Do you catch yourself dreaming during your waking hours? What are those dreams? Where do they come from? Why do you dream?
photo credit: Oliver Lein, unsplash.com
Recent research indicates that your sleeping dreams are generated from your brain stem. Perhaps this is a maintenance function that allows you to process things that have been clogging up your higher thinking processes. What we do know is that people often wake up with answers to questions that plagued them the night before or with insight that escaped them after days of attempts at rational thought.
The dreams I have during quiet moments of wakefulness never seem to be like that. If they are truly dreams, then they are projections of reality — a wish, a hope, a . . . well, a dream. These thoughts are fairly well-formed. They have some degree of substance. And almost always, they bear a price. The concoctions of the mind that come easily and cheaply don’t seem to rise to the status of true dreams.

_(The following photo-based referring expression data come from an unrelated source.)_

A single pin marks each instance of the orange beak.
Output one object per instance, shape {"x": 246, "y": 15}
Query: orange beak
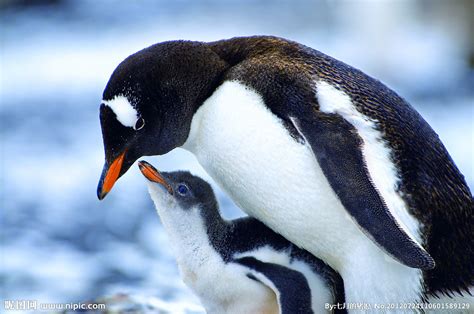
{"x": 110, "y": 176}
{"x": 153, "y": 175}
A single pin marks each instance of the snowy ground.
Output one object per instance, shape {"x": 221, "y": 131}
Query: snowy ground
{"x": 58, "y": 242}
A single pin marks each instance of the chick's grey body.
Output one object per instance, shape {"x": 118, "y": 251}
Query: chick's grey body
{"x": 239, "y": 266}
{"x": 317, "y": 150}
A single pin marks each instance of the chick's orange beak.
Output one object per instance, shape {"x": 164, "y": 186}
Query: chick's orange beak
{"x": 153, "y": 175}
{"x": 109, "y": 176}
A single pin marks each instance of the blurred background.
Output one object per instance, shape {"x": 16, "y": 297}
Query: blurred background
{"x": 58, "y": 242}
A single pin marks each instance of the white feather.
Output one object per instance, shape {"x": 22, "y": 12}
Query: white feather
{"x": 126, "y": 114}
{"x": 250, "y": 154}
{"x": 320, "y": 294}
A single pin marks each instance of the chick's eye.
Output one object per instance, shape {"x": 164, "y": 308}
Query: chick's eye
{"x": 182, "y": 189}
{"x": 139, "y": 124}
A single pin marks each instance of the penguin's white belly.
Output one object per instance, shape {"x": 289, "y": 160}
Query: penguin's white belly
{"x": 250, "y": 154}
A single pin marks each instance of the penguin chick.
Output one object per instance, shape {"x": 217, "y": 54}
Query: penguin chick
{"x": 237, "y": 266}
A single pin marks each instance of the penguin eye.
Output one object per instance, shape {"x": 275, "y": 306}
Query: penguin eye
{"x": 183, "y": 189}
{"x": 139, "y": 124}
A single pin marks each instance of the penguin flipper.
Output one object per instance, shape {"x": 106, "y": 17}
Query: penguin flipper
{"x": 330, "y": 137}
{"x": 290, "y": 286}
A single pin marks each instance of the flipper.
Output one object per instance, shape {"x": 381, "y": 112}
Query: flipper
{"x": 290, "y": 286}
{"x": 330, "y": 138}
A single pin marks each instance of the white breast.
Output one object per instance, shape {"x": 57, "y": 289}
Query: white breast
{"x": 250, "y": 154}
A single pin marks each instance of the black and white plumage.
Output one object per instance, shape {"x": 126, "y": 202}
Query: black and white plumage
{"x": 237, "y": 266}
{"x": 318, "y": 151}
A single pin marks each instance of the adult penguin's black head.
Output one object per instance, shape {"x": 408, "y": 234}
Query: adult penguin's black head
{"x": 149, "y": 102}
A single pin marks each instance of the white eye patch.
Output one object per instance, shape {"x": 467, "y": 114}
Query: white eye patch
{"x": 126, "y": 114}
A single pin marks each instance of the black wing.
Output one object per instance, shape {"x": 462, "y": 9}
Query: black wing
{"x": 331, "y": 138}
{"x": 290, "y": 286}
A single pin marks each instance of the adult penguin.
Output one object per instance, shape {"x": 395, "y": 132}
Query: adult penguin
{"x": 320, "y": 152}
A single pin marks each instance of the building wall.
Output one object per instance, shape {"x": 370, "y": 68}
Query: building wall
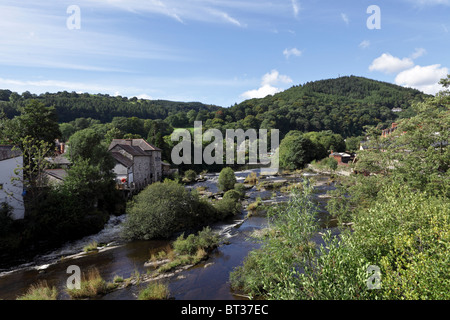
{"x": 16, "y": 188}
{"x": 141, "y": 171}
{"x": 156, "y": 166}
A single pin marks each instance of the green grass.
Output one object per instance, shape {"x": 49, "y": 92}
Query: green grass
{"x": 188, "y": 251}
{"x": 40, "y": 291}
{"x": 155, "y": 291}
{"x": 92, "y": 246}
{"x": 92, "y": 285}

We can become lost in these dreams. Or we can experience these thought-filled moments with an expectation of finding ourselves and our place on a path. That moment of discovery is the seed of vision. As I wrote in an earlier post, I believe that vision is simply a dream with a pathway to make it real.
Not all dreams should result in vision. Let’s face it some dreams are just dreams. In fact, some are pipe dreams — wishes that are almost impossible or impractical to achieve.
But what about those dreams that call to you? Why do they keep coming back?
I wonder what fuels my waking dreams and I’m an eager witness to the dreams that edge their way towards vision. I’d love to hear yours someday. And I am really interested in how you invest in those dreams to produce vision.